その混練温度は、通常150〜280℃、好ましくは170〜240℃である。混練時間は、通常1〜20分間、好ましくは3〜10分間である。また、加えられる剪断力は、剪断速度として10〜100,000sec-1、好ましくは100〜50,000sec-1である。
【0046】
混練装置としては、ミキシングロール、インテンシブミキサー(たとえば、バンバリーミキサー、ニーダー)、一軸または二軸押出機などであって、非開放型の装置が挙げられる。
【0047】
また、本発明の熱可塑性エラストマー組成物(E)には、必要に応じて、発泡剤、スリップ剤、核剤、充填剤、酸化防止剤、耐候安定剤および着色剤などの添加剤を、本発明の目的を損なわない範囲で配合することができる。
【0048】
前記発泡剤としては、具体的には、重炭酸ナトリウム(重曹)、炭酸ナトリウム、重炭酸アンモニウム、炭酸アンモニウムおよび亜硝酸アンモニウムなどの無機発泡剤;N,N'−ジメチル−N,N'−ジニトロソテレフタルアミドおよびN,N'−ジニトロソペンタメチレンテトラミン(DPT)などのニトロソ化合物;アゾジカルボンアミド(ADCA)、アゾビスイソブチロニトリル(AZBN)、アゾビスシクロヘキシルニトリル、アゾジアミノベンゼンおよびバリウムアゾジカルボキシレートなどのアゾ化合物;ベンゼンスルホニルヒドラジド(BSH)、トルエンスルホニルヒドラジド(TSH)、p,p'− オキシビス(ベンゼンスルホニルヒドラジド)(OBSH)およびジフェニルスルホン−3,3'−ジスルホニルヒドラジドなどのスルホニルヒドラジド化合物;カルシウムアジド、4,4-ジフェニルジスルホニルアジドおよびp-トルエンスルホニルアジドなどのアジド化合物が挙げられる。
【0049】
本発明の熱可塑性エラストマー組成物(E)から形成される成形体または発泡成形体は、発泡されていてもよい加硫ゴム成形体および/または発泡されていてもよい熱可塑性エラストマー成形体などの被接合物と接合することができる。発泡成形体の形成は、前記発泡剤を用いてゴムまたはエラストマーの発泡体を製造する際に用いられる従来公知の方法により行うことができる。
【0050】
本発明の熱可塑性エラストマー組成物(E)は、押出成形、プレス成形、射出成形、カレンダー成形などの各種の成形方法により、非発泡または発泡した成形体を調製することができる。
【0051】
また、上記核剤としては、非融解型および融解型の結晶化核剤が挙げられ、これらを単独でまたは2種以上組み合わせて用いることができる。

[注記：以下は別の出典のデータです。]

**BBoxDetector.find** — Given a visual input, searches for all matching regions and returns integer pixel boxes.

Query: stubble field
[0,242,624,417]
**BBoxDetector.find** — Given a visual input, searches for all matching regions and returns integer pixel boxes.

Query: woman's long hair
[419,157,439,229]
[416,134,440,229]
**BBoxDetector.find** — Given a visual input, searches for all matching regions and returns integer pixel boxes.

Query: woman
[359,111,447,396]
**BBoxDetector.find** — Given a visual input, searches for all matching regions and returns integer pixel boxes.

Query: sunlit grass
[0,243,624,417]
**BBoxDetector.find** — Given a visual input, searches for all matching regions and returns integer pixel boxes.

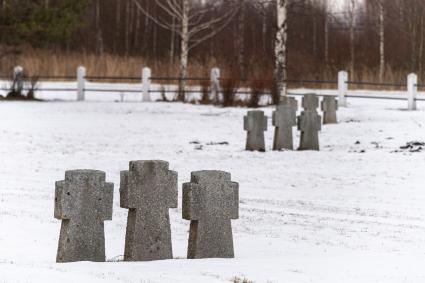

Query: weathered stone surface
[55,170,113,263]
[321,96,338,124]
[273,104,296,150]
[298,94,321,151]
[280,96,298,112]
[120,160,178,261]
[183,171,239,259]
[302,93,319,111]
[244,110,267,151]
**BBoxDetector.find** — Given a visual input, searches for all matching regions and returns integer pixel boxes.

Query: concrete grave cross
[298,93,322,151]
[273,104,297,150]
[302,93,319,111]
[183,171,239,259]
[54,170,114,263]
[280,96,298,112]
[120,160,178,261]
[321,96,338,124]
[244,110,268,151]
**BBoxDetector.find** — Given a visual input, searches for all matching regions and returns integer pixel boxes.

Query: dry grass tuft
[232,276,254,283]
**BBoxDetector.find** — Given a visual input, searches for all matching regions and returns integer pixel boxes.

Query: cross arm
[263,116,268,131]
[229,181,239,220]
[317,115,322,131]
[54,180,69,220]
[272,111,277,127]
[182,183,201,220]
[101,182,114,221]
[166,170,178,209]
[243,115,250,131]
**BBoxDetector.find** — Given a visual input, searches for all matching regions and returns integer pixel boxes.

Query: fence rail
[150,76,210,81]
[346,81,406,88]
[85,76,140,81]
[0,66,422,110]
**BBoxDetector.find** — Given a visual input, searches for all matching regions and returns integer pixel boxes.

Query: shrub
[221,78,239,107]
[249,79,265,108]
[200,79,210,105]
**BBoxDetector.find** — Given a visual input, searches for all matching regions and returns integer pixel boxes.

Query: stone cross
[273,102,297,150]
[321,96,338,124]
[298,94,321,150]
[120,160,178,261]
[183,171,239,259]
[244,110,267,151]
[280,96,298,112]
[54,170,114,263]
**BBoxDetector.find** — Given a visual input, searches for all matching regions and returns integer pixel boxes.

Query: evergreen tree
[0,0,87,49]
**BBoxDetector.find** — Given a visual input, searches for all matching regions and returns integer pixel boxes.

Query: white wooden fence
[2,65,423,110]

非融解型の結晶化核剤としては、タルク、マイカ、シリカ、アルミニウムなどの無機物
、臭素化ビフェニルエーテル、アルミニウムヒドロキシジp−t−ブチルベンゾエート(TBBA)、ヒドロキシ−ジ−p−t−ブチル安息香酸アルミニウム、有機リン酸塩、ロジン系結晶化核剤、置換トリエチレングリコールテレフタレートおよびTerylene&Nylon繊維などが挙げられ、特にヒドロキシ−ジ−p−t−ブチル安息香酸アルミニウム、メチレンビス(2,4−ジ−t−ブチルフェニル)リン酸ナトリウム塩、2,2’−メチレンビス(4,6−ジ−t−ブチルフェニル)リン酸ナトリウム、ロジン系結晶化核剤およびPDTSが望ましい。
【0052】
融解型の結晶化核剤としては、ジベンジリデンソルビトール(DBS)、置換DBS、低級アルキルジベンジリデンソルビトール(PDTS)、などのソルビトール系の化合物が挙げられる。
【0053】
上記スリップ剤としては、具体的には、脂肪酸アミド、シリコーンオイル、グリセリン、ワックスおよびパラフィン系オイルなどが挙げられる。

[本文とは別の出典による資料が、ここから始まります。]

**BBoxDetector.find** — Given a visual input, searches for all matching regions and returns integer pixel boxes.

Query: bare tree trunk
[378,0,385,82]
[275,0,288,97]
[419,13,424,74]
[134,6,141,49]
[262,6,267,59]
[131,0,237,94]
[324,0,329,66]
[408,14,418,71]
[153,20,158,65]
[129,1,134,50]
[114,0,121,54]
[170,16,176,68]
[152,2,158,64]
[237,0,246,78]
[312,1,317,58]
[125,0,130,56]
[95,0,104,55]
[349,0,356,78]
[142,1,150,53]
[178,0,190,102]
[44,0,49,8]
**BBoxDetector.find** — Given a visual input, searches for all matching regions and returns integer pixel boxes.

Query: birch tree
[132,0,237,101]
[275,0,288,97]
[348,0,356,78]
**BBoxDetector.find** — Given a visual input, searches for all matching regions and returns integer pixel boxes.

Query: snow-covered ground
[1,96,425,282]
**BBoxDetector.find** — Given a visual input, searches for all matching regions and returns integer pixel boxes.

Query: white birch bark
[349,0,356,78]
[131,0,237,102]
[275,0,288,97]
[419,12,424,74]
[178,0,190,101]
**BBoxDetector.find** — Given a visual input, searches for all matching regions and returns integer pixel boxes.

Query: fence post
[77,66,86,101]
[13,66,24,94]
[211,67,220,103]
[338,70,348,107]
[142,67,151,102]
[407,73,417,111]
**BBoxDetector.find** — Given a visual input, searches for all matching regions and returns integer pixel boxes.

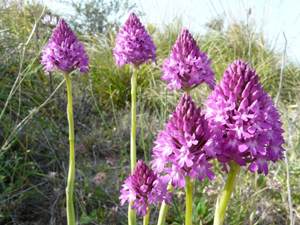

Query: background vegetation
[0,0,299,224]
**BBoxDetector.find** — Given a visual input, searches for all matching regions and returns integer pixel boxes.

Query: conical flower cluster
[152,92,219,188]
[119,160,173,216]
[205,60,285,175]
[161,28,215,91]
[113,12,157,67]
[41,18,90,73]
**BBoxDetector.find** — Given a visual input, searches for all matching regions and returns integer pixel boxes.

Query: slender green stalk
[214,161,240,225]
[157,182,174,225]
[186,88,190,96]
[185,88,193,224]
[130,66,138,173]
[143,205,150,225]
[128,66,138,225]
[128,202,136,225]
[138,88,147,164]
[185,176,194,225]
[65,73,76,225]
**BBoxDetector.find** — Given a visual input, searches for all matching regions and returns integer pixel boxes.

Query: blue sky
[132,0,300,63]
[47,0,300,63]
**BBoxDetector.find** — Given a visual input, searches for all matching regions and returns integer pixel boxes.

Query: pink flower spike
[152,92,220,188]
[161,28,215,91]
[205,60,285,175]
[41,18,90,74]
[113,12,157,67]
[119,160,173,216]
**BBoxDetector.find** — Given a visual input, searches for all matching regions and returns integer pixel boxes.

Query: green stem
[185,89,193,224]
[185,176,194,225]
[143,205,150,225]
[138,88,147,164]
[157,182,174,225]
[130,66,138,173]
[186,88,190,96]
[214,161,240,225]
[128,66,138,225]
[65,73,76,225]
[185,89,193,225]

上記充填剤としては、従来公知の充填剤であれば特に制限なく用いることができ、具体的には、カーボンブラック、クレー、タルク、炭酸カルシウム、カオリン、ケイソウ土、シリカ、アルミナ、グラファイト、ガラス繊維などが挙げられる。
【0054】
<加硫ゴム成形体>
加硫ゴム成形体を構成する加硫ゴムとしては、エチレン・α−オレフィン・ポリエン共重合体ゴムが、本発明の熱可塑性エラストマー組成物(E)との溶着性の面から好ましい。このような共重合体ゴムとして、エチレン・α−オレフィン・非共役ポリエン共重合体ゴムおよび/またはエチレン・α−オレフィン共重合体ゴムが好ましく用いられる。
【0055】
なお、ここで「加硫ゴム」には、イオウを用いて架橋したもののみならず、他の架橋剤で架橋したものも含まれる。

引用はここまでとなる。